Moore C A, Smucker M L, Kaul S
J Am Coll Cardiol. 1986 Nov;8(5):1066-72. doi: 10.1016/s0735-1097(86)80383-7.
Myocardial contrast echocardiography is a new diagnostic cardiovascular imaging technique capable of defining perfusion zones of coronary vessels in vivo; ultimately, it may be used to measure absolute regional myocardial blood flow. However, before it can be used in humans, its safety must be clearly established. Accordingly, the electrocardiographic and hemodynamic effects of intracoronary injections of 2 cc of sonicated Renografin-76 were compared with 5 to 10 cc of non-sonicated Renografin-76 in 10 subjects with normal coronary arteries. Two cubic centimeters of sonicated Renografin provides optimal myocardial opacification during echocardiography, while 5 to 10 cc of Renografin is required for an adequate coronary arteriogram. During coronary arteriography, heart rate decreased while PR and QT intervals and QRS duration increased as compared with baseline and myocardial contrast echocardiography (p less than 0.01).
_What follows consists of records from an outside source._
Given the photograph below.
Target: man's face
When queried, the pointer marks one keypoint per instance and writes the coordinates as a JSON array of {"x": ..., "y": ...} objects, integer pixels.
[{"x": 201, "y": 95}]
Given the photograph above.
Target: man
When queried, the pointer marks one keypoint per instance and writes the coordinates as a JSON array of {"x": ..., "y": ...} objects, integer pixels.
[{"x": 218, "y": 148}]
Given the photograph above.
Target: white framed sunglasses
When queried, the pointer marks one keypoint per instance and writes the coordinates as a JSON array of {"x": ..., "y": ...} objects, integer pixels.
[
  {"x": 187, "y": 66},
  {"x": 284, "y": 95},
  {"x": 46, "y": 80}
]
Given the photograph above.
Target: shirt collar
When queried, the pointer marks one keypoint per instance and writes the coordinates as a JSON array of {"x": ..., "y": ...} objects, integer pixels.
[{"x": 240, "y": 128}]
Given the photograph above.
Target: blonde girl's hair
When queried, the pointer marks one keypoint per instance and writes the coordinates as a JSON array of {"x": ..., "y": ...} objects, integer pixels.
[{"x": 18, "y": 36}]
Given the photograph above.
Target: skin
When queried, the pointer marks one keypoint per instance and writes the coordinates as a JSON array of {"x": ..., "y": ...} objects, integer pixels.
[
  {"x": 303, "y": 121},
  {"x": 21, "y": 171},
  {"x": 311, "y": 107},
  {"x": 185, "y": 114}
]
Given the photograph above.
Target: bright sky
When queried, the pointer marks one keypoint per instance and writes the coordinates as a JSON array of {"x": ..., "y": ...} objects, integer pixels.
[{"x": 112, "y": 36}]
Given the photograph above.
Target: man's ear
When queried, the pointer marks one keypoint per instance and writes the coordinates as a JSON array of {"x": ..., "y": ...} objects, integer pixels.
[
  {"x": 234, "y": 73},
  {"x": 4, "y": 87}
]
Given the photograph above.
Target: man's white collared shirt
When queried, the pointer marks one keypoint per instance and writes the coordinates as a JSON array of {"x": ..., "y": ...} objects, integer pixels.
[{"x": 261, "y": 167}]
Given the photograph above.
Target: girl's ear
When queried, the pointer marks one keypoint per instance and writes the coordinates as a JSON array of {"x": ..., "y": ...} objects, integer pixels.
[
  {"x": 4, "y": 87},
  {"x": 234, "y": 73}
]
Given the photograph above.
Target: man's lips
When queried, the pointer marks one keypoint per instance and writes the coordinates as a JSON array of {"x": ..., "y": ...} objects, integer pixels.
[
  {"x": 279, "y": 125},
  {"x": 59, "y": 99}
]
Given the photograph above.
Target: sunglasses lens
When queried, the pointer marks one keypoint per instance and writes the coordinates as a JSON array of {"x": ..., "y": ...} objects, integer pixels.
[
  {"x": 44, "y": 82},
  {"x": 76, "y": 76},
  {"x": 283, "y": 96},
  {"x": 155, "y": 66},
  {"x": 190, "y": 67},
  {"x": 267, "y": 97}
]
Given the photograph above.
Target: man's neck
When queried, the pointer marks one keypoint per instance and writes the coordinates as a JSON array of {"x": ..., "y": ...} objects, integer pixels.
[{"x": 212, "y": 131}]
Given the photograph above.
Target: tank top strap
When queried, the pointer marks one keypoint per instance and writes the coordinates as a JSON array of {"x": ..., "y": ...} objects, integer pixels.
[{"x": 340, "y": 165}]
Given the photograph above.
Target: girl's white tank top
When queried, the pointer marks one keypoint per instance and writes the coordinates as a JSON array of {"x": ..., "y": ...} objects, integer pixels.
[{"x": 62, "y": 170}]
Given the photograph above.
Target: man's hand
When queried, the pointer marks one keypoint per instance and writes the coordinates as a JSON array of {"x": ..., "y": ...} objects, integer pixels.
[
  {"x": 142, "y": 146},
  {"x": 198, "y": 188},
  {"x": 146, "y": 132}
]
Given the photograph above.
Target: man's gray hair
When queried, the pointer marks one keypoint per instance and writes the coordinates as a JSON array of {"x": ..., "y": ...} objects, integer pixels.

Similarly, the decrease in aortic pressure and first derivative of left ventricular pressure (dP/dt) was significantly (p less than 0.01) greater during routine coronary arteriography than during myocardial contrast echocardiography. Changes in left ventricular end-diastolic or pulmonary capillary wedge pressure were similar during myocardial contrast echocardiography and coronary angiography. There were no significant differences in the duration of electrocardiographic and hemodynamic changes between myocardial contrast echocardiography and coronary arteriography. It is concluded that intracoronary injection of 2 cc of sonicated Renografin-76 provides optimal myocardial opacification. It is safe in humans, producing transient electrocardiographic and hemodynamic alterations that are less pronounced than those seen during routine coronary angiography.
心肌对比超声心动图是一种新型的诊断性心血管成像技术,能够在体内确定冠状动脉的灌注区域;最终,它可能会被用于测量绝对区域心肌血流量。然而,在其应用于人体之前,必须明确其安全性。因此,在10例冠状动脉正常的受试者中,对冠状动脉内注射2毫升超声处理的泛影葡胺-76与5至10毫升未超声处理的泛影葡胺-76的心电图和血流动力学效应进行了比较。两毫升超声处理的泛影葡胺在超声心动图检查期间可提供最佳心肌显影,而冠状动脉造影则需要5至10毫升泛影葡胺。在冠状动脉造影期间,与基线和心肌对比超声心动图相比,心率下降,PR和QT间期以及QRS时限增加(p<0.01)。同样,常规冠状动脉造影期间主动脉压和左心室压力一阶导数(dP/dt)的下降明显(p<0.01)大于心肌对比超声心动图期间。心肌对比超声心动图和冠状动脉造影期间左心室舒张末期或肺毛细血管楔压的变化相似。心肌对比超声心动图和冠状动脉造影之间心电图和血流动力学变化的持续时间没有显著差异。结论是冠状动脉内注射2毫升超声处理的泛影葡胺-76可提供最佳心肌显影。它在人体中是安全的,产生的短暂心电图和血流动力学改变比常规冠状动脉造影时所见的改变要轻。